Royole may have gone bankrupt, but Liu Zihong had already quietly slipped away. Before restrictions on his personal spending were imposed, he had fled to the United States. In late August 2023, viewers spotted him on a live broadcast at the U.S. Open, leisurely watching the matches with a woman by his side. Tickets for that game cost as much as 160,000 yuan. By then, Liu had been officially blacklisted as a “dishonest debtor,” facing 74 consumption restrictions and owing a staggering 2.9 billion yuan in debts. Employees remained unpaid, and creditors were left stranded.
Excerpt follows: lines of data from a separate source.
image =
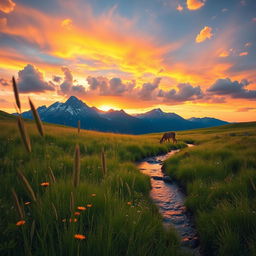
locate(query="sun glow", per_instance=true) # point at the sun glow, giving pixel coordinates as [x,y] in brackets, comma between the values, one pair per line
[106,107]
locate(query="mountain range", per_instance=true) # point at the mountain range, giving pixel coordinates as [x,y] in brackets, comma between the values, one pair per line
[118,121]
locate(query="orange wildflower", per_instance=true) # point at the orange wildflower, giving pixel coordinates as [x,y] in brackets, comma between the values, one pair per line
[20,222]
[81,208]
[45,184]
[79,236]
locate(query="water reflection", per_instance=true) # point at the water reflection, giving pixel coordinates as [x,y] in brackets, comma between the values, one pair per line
[169,199]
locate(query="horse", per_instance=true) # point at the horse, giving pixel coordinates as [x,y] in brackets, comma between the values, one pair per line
[167,136]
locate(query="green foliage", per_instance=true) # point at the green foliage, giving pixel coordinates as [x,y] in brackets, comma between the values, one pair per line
[219,176]
[121,219]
Liu’s trajectory—from top student, Stanford PhD, and “China’s foldable screen pioneer,” to now being branded a “Tsinghua deadbeat”—resembles a rollercoaster of rise and ruin. His story draws inevitable comparisons with Jia Yueting, another once-celebrated entrepreneur who left behind a trail of debt and broken promises. Both men basked in the spotlight at their peak, only to drive their companies into bankruptcy and leave creditors in despair while they lived comfortably abroad. Liu’s downfall is not just a personal tragedy, but also a stark reflection of the speculative frenzy and risks hidden within China’s startup boom.